It is disgraceful to hear the prime minister speak of public inquiries as if they were some alien and disruptive “game” that messes about with institutional due process. Inquiries are set up under the Inquiries Act that has been part of our laws since 1977. The Daphne Caruana Galizia inquiry is unprecedented because it is being conducted in an open room which makes the process transparent and open. But it is not some innovation of ‘nazzjonalisti indannati’ intent on undermining the judicial processes or Robert Abela’s government.
On the contrary, it is something required by the European Convention on Human Rights (of which we have been a signatory since the 1960s) and expected in our own laws.
The Inquiries Act exists to allow independent investigations into wrongdoing by public officers, failures of leadership of government departments or public entities, or failures in meeting the obligations of a public entity.
So, the law, which was adopted by our parliament when Daphne Caruana Galizia was 13 years old regulates what the government should do when it is asked the question: ‘has the state fallen short of its obligations with respect to the safeguarding of Daphne Caruana Galizia’s life?’

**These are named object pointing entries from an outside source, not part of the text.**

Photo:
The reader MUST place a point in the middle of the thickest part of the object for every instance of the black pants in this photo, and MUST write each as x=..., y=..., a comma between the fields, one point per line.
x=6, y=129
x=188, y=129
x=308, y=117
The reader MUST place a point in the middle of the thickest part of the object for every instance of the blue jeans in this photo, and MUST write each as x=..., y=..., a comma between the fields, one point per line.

The question to be asked to this arrogant prick of a prime minister then is if he is against the conduct of every inquiry since 1977 and if he considers all inquiries of the past 44 years as tools “to circumvent the law courts”. Or is he specifically against the fact that the Daphne public inquiry, in particular, is being held with open doors allowing the press to follow and report on what witnesses are saying? And what horrors they are saying.
Why was he against an inquiry into the Electrogas contract when there are sufficiently credible allegations connected to that deal that his party fired Konrad Mizzi from the Labour Party altogether over it?
How is it a circumvention of the law courts if the government asks an independent board of inquiry to determine whether the government offices led by the same minister they dismissed from their party fell short of their responsibilities? After all the answer they can come up with is that there had been nothing untoward. But Robert Abela knows as well as any of us that can never be the case.
But now, to push back on a legal process of administrative review on specific circumstances that would cause problems to his party, he is attacking the entire legal framework of the state.
Robert Abela is a bomb planted under the foundations of our democracy.
Public inquiries are a crucial tool in a democratic administrative design. I’ll name a few examples.
Consider the Garda whistle-blower inquiry in the Republic of Ireland that brought about the resignation of the Justice Minister four years ago after two police officers revealed corruption in the law enforcement agency.
In South Africa, the Truth and Reconciliation Commission chaired by Nobel Laureate Desmond Tutu investigated apartheid after the regime change in 1994.
In the UK the Chilcot inquiry set up in 2009 worked for months “to identify the lessons to be learned from the Iraq conflict” and the Grenfell Tower Inquiry is still documenting the facts of what happened in the London fire of 2017 “to prevent it from happening again”.
In Hong Kong, a public inquiry investigated the 2012 Lamma Island ferry collision which published findings kept secret by an internal investigation into that incident.
None of these proceedings “undermined the courts”. They brought about justice by documenting the truth. There’s no justice without truth. And there’s no truth in secrecy.
Take for example the shooting of Lassana Cisse Souleymane last year. The army conducted “an internal investigation”. The witnesses were heard in secret and the evidence collected was kept secret. For all we know, no witnesses were heard and no evidence was collected. They may have. We’ll never know.
The only thing that wasn’t kept secret was the conclusion the army did nothing wrong and it had no lessons to learn from the episode when two of its soldiers shot at a black man, killing him for kicks.
Any democracy would have had an open inquiry into that incident if nothing else to see whether more could have been done to prevent the death of Mr Souleymane. That is not meant to circumvent the proceedings against the people accused of killing him. They’re presumed innocent until they are duly processed. But even if convicted, the criminal process will teach us nothing on how to avoid another two soldiers doing it again.
An independent inquiry into the botched ‘rescue’ operations at sea last Easter would go beyond criminal liability and assess whether Robert Abela’s office and the army command did what they were supposed to do to prevent people from losing their lives.
We’re going to need a public independent inquiry to assess the government’s response to covid. People are dying, the economy is teetering on the brink of collapse. Is there nothing we can learn from this experience that will equip us better for the future in case this or worse happens again? Not if we wait for Robert Abela to man up and admit he is capable of making mistakes.
We must fight back on this. We need to tell the prime minister that we can’t let him abuse his executive powers to encroach on the few institutional avenues that exist to document the truth in this country and to attribute responsibility where it needs to be pinned.
This is an onslaught on our democracy, or whatever is left of it. In place of the rule of law, we have a rule of Robert. Fuck that.